Der Museumsdirektor erinnert sich gerne an die Zusammenarbeit mit Oldenburg: «Ich habe ihn als unglaublich humorvoll erlebt. Als jemanden, der warm und sehr belesen ist.» Am Anfang habe Oldenburg sich nämlich nicht entscheiden können, ob er Künstler oder Schriftsteller werden wollte. Seine Schriften seien so schön wie geistreich zu lesen, so Hochdörfer.
Kunstbegabter Diplomatensohn
Oldenburg, der 1929 in Stockholm auf die Welt kam, war der Sohn eines schwedischen Diplomaten und gelangte auf diesem Weg nach Amerika. Dort studierte er Kunst an der Yale Universität.
1956 kam er nach New York. In der Metropole suchte er den Kontakt mit der Avantgarde und entwickelte neben der Pop-Art auch die Happening- und Performance-Kunst mit.

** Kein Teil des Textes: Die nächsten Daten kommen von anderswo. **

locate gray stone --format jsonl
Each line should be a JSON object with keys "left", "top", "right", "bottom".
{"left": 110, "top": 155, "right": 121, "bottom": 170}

1961 eröffnete er etwa den legendären «The Store», ein Geschäftslokal, in dem er Alltagsdinge herstellte und sie wie in einem Geschäft verkaufte. Er war also Künstler und Galerist in einem.
Im Kopf der Disney-Maus
Pionierhaft waren auch seine «Soft-Sculptures». Dabei handelte es sich um Alltagsgegenstände aus weichem Stoff, etwa einen Mixer, eine Schreibmaschine oder ein Sandwich.
Aufsehen erregte sein «Mouse Museum», ein grosser, betretbarer Raum in Form eines Mickey-Mouse-Kopfes mit hunderten von Gegenständen darin.
Ein dynamisches Duo
Ab den 1970er-Jahren konzentrierte sich Oldenburg immer mehr auf seine Skulpturen. Diese entwickelte er allerdings nicht allein. Vielmehr arbeitete er mit seiner zweiten Ehefrau zusammen, der niederländischen Kuratorin Coosje van Bruggen.
Oldenburg habe vielleicht mehr den künstlerischen, van Bruggen stärker den strategischen Part übernommen, so Hochdörfer. «Aber das Gespräch zwischen den beiden war so eindeutig, dass man das vielleicht gar nicht voneinander trennen kann.»
Der Löffel auf der Kirsche
Welche Bedeutung Oldenburgs Skulpturen im öffentlichen Raum bis heute haben, verdeutlicht das Beispiel der US-amerikanischen Stadt Minneapolis. Dort steht in einem Skulpturenpark eines seiner Werke, das einen Löffel mit einer Kirsche zeigt. Die Skulptur ist in Minneapolis zu einem der beliebtesten Postkartensujets überhaupt avanciert.
Sie ist ein schönes Sinnbild für den verspielten und humorvollen Umgang Oldenburgs mit seiner Umwelt. Nun ist der Pop-Art-Pionier im Alter von 93 Jahren in New York gestorben.